Sahte profil hesap kullanıcıları bazen başkaları adına sahte hesap açmakla yetinmeyip, bahsi geçen bu sahte hesaplar aracılığıyla başka gerçek ve tüzel kişilere karşı hakaret, tehdit, şantaj, haberleşmenin gizliliğinin ihlali, dolandırıcılık gibi suçları da işleyebildiklerini öne süren Öztürk, şunları kaydetti:
“MHP olarak dijital mecraların kısıtlanması, yasaklanması yerine hukuki altyapı üzerine inşa edilecek yeni toplumsal düzen ve iletişim becerilerini yönetmek gerektiğine inanmaktayız. Dijital mecralar, bazılarının bugünkü ‘yasaklanıyor’ söylemleri üzerinden ziyade, düzenleyici ve yönlendirici kurallarla etik işleyişi biçimlendiren yeni değerler sistemini kurgulamasıyla sağlıklı bir biçim alacaktır. Dijital mecraların içeriğine ilişkin bilinçli bir toplum kitlesi yaratmak, ancak böyle bir anlayışla mümkün olabilecektir. AK Parti’yle Meclis Başkanlığına sunmuş olduğumuz kanun teklifimizle, sahte hesapların yarattığı mağduriyetlerle hakları ihlal edilen kullanıcılar, bundan sonra adaletli ve hukuka uygun bir şekilde haklarını arama imkanı bulmuş olacaktır.”
AKP’li Yıldız: Muhataplık ilişkisi tesis ediliyor
AK Parti grubu adına söz alan Ankara Milletvekili Zeynep Yıldız da devletlerin, vatandaşlarının kişilik ve güvenlik haklarını korumak gibi bir görevinin olduğunu belirtti.
Sosyal medya alanındaki gelişmelerin insan hakları bağlamında da değerlendirilmesi gerektiğini ifade eden Yıldız, teklifin içeriğine ilişkin bilgiler paylaştı.
Kanun teklifinin sosyal ağ sağlayıcılarıyla vatandaşlar arasında muhattaplık ilişkisini tesis ettiğini vurgulayan Zeynep Yıldız, “Temsilci bulunması durumunda vatandaş kişilik haklarının incindiğini belirterek, ilgili ağ sağlayıcı şirkete başvuracak.
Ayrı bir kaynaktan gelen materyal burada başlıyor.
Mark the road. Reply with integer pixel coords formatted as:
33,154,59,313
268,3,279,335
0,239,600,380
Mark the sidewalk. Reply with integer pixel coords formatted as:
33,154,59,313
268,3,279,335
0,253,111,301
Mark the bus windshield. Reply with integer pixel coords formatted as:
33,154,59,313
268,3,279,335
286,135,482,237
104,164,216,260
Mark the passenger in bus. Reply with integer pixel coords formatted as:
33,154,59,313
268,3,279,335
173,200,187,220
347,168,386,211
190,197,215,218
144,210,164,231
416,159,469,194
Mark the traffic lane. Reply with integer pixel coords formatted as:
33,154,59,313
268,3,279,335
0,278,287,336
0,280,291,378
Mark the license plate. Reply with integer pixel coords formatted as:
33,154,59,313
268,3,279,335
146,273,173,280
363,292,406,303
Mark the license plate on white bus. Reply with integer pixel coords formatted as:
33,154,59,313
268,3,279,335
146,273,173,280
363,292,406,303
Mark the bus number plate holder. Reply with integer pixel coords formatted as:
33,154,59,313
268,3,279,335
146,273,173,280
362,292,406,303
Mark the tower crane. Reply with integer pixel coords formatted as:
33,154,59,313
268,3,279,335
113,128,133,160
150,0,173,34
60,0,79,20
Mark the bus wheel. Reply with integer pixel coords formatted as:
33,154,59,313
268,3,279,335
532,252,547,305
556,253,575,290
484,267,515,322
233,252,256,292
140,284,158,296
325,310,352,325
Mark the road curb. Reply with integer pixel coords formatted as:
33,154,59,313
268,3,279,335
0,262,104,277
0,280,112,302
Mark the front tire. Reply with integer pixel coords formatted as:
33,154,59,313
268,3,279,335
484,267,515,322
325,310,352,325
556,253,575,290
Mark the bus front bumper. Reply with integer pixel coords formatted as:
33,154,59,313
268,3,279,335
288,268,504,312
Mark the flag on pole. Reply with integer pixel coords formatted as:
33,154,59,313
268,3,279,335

Vergilendirme meselesi de burada önemli. Asgari ücret alan vatandaşlarımız vergisini öderken, ağ sağlayıcı şirketler neden ödemesin? Yasaya karşı çıkanlar, daha çok temsilcilerin gelmeyeceğinden hareket ediyor. Ancak biz etraflıca çalıştık. 30 gün içinde eğer bir temsilci atanmazsa para cezası verilecek. Ağ sağlayıcının temsilci göndermemekte ısrar etmesi durumunda para cezası artacak. Bu cezalar reklam kesintisi ve bant daraltmaya kadar gidecek.” ifadesini kullandı.
Yıldız, Türkiye’de veri merkezinin kurulmasını, verilerin vahşi bir şekilde kullanılmasını engellemeyi ve sosyal medyanın şeffaflaşmasını amaçladıklarını öne sürdü.